Os efeitos da falta do autoconhecimento na era digital
Enviada em 27/05/2020
‘‘Quando a gente não sabe aonde vai, qualquer caminho serve’’, essa interpretação da fala do Gato de Cheshire para Alice - no filme ‘‘Alice no país das maravilhas’’ - foi usada quando ela, perdida, perguntou-o qual melhor caminho seguir. Hoje, esse questionamento também é feito fora das telas, e nem todos esses caminhos trazem bons resultados. Uma vez que, a falta de autoconhecimento na era digital traz efeitos negativos que influenciam diretamente no convívio em sociedade.
A princípio, em ‘‘Psicologia das massas e análise do erro’’, do psicanalista Freud, o outro pode ser visto como modelo. Essa afirmativa faz com que a psicologia individual e a social tenham uma relação mutualística que pode sofrer bastante influência pela falta de autoconhecimento, o que pode fazer com que o indivíduo crie expectativas sobre um modo de vida - que não necessariamente condiz com o seu - , projete uma falsa realidade e se frustre no fim, podendo adquirir transtornos psicológicos. Isso se agrava com o aumento da influência da era digital na sociedade,principalmente entre os jovens, como comprovado pela Folha de SP ao dizer, que os casos de ansiedade e depressão crescem com o uso inadequado da internet.

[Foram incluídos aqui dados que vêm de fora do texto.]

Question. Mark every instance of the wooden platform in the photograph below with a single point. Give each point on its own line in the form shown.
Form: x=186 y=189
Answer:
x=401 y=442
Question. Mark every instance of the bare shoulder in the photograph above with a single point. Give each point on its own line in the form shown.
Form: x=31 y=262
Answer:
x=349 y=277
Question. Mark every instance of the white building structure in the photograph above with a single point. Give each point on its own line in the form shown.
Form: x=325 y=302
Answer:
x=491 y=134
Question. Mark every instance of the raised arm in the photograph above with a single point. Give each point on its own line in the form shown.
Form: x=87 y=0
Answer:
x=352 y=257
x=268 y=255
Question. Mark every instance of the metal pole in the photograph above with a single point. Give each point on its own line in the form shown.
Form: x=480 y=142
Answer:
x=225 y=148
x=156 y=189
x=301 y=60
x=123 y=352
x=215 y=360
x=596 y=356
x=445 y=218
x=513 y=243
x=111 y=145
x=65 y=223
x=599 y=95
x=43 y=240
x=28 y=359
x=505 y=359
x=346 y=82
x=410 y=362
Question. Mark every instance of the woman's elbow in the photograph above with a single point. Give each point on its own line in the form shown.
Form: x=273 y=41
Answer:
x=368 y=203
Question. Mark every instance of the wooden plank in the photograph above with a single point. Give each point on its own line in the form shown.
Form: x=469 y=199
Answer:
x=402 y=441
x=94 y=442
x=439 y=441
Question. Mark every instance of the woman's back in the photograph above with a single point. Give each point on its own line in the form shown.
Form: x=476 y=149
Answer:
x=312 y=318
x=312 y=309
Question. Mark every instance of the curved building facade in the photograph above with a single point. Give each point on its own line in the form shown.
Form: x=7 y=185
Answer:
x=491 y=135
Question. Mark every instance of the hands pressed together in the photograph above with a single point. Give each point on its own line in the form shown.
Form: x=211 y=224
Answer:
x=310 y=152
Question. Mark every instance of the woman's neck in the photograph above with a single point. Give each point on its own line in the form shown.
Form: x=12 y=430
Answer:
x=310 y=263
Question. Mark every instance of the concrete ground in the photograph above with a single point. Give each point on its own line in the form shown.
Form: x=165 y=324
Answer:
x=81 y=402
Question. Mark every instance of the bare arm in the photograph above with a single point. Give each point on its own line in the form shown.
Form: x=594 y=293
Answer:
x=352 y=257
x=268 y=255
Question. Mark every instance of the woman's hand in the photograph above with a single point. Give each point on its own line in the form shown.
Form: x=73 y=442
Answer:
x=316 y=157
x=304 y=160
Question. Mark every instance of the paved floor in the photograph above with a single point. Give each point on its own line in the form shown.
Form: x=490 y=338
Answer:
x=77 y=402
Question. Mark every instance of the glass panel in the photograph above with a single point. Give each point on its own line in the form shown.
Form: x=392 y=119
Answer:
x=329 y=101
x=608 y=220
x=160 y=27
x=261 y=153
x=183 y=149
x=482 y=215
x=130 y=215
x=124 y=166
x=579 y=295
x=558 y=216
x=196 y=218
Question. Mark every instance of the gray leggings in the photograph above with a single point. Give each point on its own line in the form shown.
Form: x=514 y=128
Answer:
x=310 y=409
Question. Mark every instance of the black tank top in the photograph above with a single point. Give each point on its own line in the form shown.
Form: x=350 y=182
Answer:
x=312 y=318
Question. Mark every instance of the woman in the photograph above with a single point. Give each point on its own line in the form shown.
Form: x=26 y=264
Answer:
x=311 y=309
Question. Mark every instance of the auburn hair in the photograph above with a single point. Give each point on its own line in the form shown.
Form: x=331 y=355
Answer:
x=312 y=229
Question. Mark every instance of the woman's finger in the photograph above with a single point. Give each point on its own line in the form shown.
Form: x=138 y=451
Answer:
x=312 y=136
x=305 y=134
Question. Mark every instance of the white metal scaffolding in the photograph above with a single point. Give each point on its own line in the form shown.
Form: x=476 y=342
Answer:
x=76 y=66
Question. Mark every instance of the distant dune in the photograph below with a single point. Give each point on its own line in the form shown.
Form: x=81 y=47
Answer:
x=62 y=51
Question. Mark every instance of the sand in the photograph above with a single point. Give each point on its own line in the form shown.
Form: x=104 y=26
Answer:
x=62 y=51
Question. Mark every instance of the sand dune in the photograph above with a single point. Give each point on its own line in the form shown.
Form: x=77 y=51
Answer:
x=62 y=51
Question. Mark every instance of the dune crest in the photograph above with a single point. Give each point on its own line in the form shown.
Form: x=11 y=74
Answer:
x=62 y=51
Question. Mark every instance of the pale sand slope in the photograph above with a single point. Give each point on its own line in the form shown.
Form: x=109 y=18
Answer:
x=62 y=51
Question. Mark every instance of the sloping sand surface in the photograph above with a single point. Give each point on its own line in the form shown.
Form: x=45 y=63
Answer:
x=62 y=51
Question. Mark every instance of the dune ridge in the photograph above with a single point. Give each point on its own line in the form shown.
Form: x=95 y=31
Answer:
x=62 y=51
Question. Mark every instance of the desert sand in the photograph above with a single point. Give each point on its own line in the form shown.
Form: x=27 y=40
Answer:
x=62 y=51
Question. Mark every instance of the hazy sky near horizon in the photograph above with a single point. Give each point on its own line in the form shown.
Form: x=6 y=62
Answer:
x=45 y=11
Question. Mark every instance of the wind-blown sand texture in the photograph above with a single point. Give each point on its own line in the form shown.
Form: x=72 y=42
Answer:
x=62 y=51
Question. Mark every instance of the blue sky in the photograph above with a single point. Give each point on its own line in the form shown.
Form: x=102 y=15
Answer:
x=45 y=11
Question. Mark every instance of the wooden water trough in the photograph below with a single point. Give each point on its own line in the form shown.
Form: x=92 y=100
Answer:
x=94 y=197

Além de gerar esses transtornos psicológicos, a falta de autoconhecimento na era digital fomenta a patologia típica da sociedade capitalista, o consumismo. Nesse sentido, a falsa indispensabilidade dos produtos faz com que as pessoas ainda os comprem, somente para satisfazer um desejo que lhes foi imposto. Haja visto, que para o filósofo Marx, na sociedade capitalista, a mercadoria é fetichizada, a fim de que seja consumida desenfreadamente. Assim, esse desconhecimento de si se torna uma vítima perfeita da padronização dos gostos - que para o sociólogo Adorno, a indústria de massa visa a estimulação do consumo através da massificação e consequente padronização do desejo dos consumidores - , o que afasta mais ainda o indivíduo do pensamento crítico e ativismo na sociedade.
Torna-se , pois, de extrema importância a prática de medidas que revertam os efeitos negativos da falta de autoconhecimento na era digital. Dessa forma, cabe ao Estado promover o acompanhamento psicológico mensal e a estimulação do ensino da filosofia e sociologia nas escolas. A fim de orientar os jovens, principalmente, quanto ao uso adequado das mídias e instigar seu pensamento crítico sobre a sociedade. Cabe também à sociedade civil denunciar e alertar ao Estado e às pessoas, respectivamente, sobre os excessos de divulgação de determinado produto ou marca. A fim de atenuar seus efeitos negativos através de programas sociais nas cidades. Assim, o indivíduo pode por si só escolher qual melhor caminho seguir.